12:07:34 Client Hostname: coralpib259 Client Netname: coralpib259-ib0
12:07:34 Server Hostname: coralpib257 Server Netname: coralpib257-ib0
12:07:39
Starting connection test number 1
Connected to Server (10.1.2.5) in 3002499 microseconds after 1 attempt
100 bytes from 10.1.2.5: seq=0 time=6
100 bytes from 10.1.2.5: seq=1 time=11
100 bytes from 10.1.2.5: seq=2 time=9
100 bytes from 10.1.2.5: seq=3 time=147
100 bytes from 10.1.2.5: seq=4 time=23
100 bytes from 10.1.2.5: seq=5 time=8
100 bytes from 10.1.2.5: seq=6 time=12
100 bytes from 10.1.2.5: seq=7 time=7
100 bytes from 10.1.2.5: seq=8 time=9
100 bytes from 10.1.2.5: seq=9 time=34
round-trip average: 27 microseconds
Disconnected from Server in 283 microseconds
Performing udapl ping test from coralpib259-ib0 to coralpib257-ib0 status: PASS
12:07:39 ----------------------------------------------------------------------
To quickly search for this metric for all entries, run grep "round-trip average:"
<logfile>
. Most results for a single site pureScale cluster should be in the threshold
of single-digit or low-double digit microseconds. This is not to be confused with a singular ping
test as seen above, which may be well above this threshold. If there is one or more round-trip time
which is significantly higher than the threshold, then the specific adapter pairs producing these
outliers should be identified and retested. These steps are detailed below.

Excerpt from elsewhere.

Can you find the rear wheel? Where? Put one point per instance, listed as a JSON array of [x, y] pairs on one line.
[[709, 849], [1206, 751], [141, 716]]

Testing for a specific pair of adapters
To identify which adapter pair contains an outlier, search the logfile for an entry which contains a high round-trip average found in the round-trip average search. Look at the entry block to determine the:
- Client hostname
- Client netname
- Server hostname
- Server netname
Once an outlier has been identified, the RDMA ping test should be run on the identified adapter
pair. This is done by rerunning db2cluster
with more options: db2cluster
-verify -req -rdma_ping -host <client_hostname> -netname <client_netname> -host
<server_hostname> -netname <server_netname>
. This will produce another log file and
trace file with a new timestamp for this specific test. Perform this test a few times for each
outlier.
Example db2cluster using the above entry:
db2cluster -verify -req -rdma_ping -host coralpib259 -netname coralpib259-ib0 -host coralpib257 -netname coralpib257-ib0
Look at the newly generated log files and view its their entries. Consistently high round trip times for each pair after successive tests may be a sign of poor cluster performance. Contact your network administrator for further troubleshooting.